L’antibiothérapie est poursuivie pendant cinq jours et l’administration de flunixine pendant trois jours (mêmes dosages qu’en phase peropératoire). Il en est de même pour un utérus infecté. Dans ce cas, l’accent est mis sur la perfusion, qui facilite l’évacuation des toxines par le rein et soulage le foie.
Jusqu’à la reprise de l’alimentation, la perfusion de chlorure de sodium isotonique est laissée en place (poche de 10 l), additionnée de glucose 1 000 g/j et d’une préparation à base d’acides aminés (Amynin®, Merial, Munich, Allemagne, non disponible en France) à visée hépatoprotectrice (facultatifs). Deux fois par jour, 60 g de précurseurs de glucose (propionate de sodium) sont administrés, per os. Du jus de rumen peut compléter le traitement si la vache tarde à reprendre une rumination correcte : 5 l administrés par sondage orostomacal.
En phase postopératoire, à la faculté de Leipzig, les vaches sont gardées dans des stalles. Plusieurs constantes cliniques vitales sont suivies (pouls, température, ingestion, miction et défécation), ainsi que l’hématocrite et le taux de magnésium sanguin. Une correction est mise en œuvre seulement si nécessaire. L’hématocrite baisse parfois de façon importante, mais pas en dessous de 10 %, selon l’expérience des auteurs. Une transfusion n’a donc jamais été jugée nécessaire.
Une reprise de saignements sur le moignon vaginal et des complications infectieuses associées peuvent survenir : un seul cas a été constaté dans notre expérience. Un examen bactériologique et un antibiogramme sont alors recommandés, et l’antibiothérapie est adaptée en conséquence.
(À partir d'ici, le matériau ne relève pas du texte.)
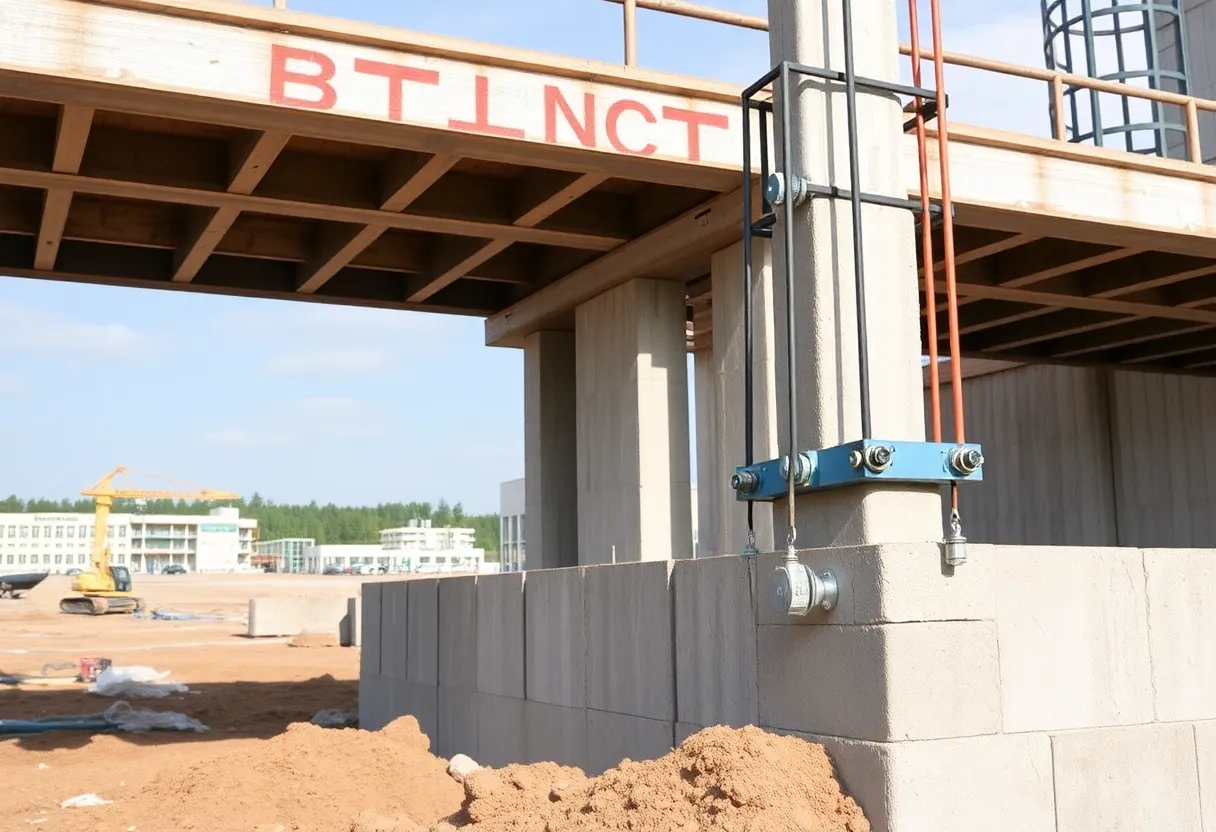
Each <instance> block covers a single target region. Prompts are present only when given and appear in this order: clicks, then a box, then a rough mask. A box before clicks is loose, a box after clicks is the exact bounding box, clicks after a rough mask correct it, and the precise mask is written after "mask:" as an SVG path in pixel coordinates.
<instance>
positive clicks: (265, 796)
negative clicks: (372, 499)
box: [0, 573, 869, 832]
Aucune difficulté à uriner ni urovagin, complications envisageables, n’ont été observés.
Dans deux cas, des fèces très dures ont dû être extraites manuellement après l’intervention (à une reprise), sans conséquences ultérieures pour la défécation.
Le praticien ne doit pas hésiter à conseiller une ovario-hystérectomie lorsqu’elle est indiquée. Le manque de structure hospitalière bovine à proximité disposant de suffisamment de moyens pour prendre toutes les précautions utiles à cette intervention peut toutefois constituer un frein.
(1) Au stade 3 de torsion, le produit du degré de torsion par la durée de torsion est supérieur à 405.
Les indications absolues de l’ovario-hystérectomie sont :
- un utérus nécrotique ou en passe de le devenir ;
- une rupture utérine d’origine variée (notamment liée à une nécrose), impossible à suturer (étendue, sur le corps utérin, mais surtout au niveau de la bifurcation utérine) ;
- une grave infection : un pyomètre ou un processus phlegmoneux affectant la paroi utérine ;
- une réduction de la vascularisation utérine, risquant d’engendrer une nécrose.
Les indications relatives de cette intervention sont :
- un prolapsus utérin récurrent ;
- des complications de torsion utérine (au stade 3): un utérus endommagé et un risque d’infertilité ultérieur important [6, 8] ;
- des septicémies lors de fœtus macéré.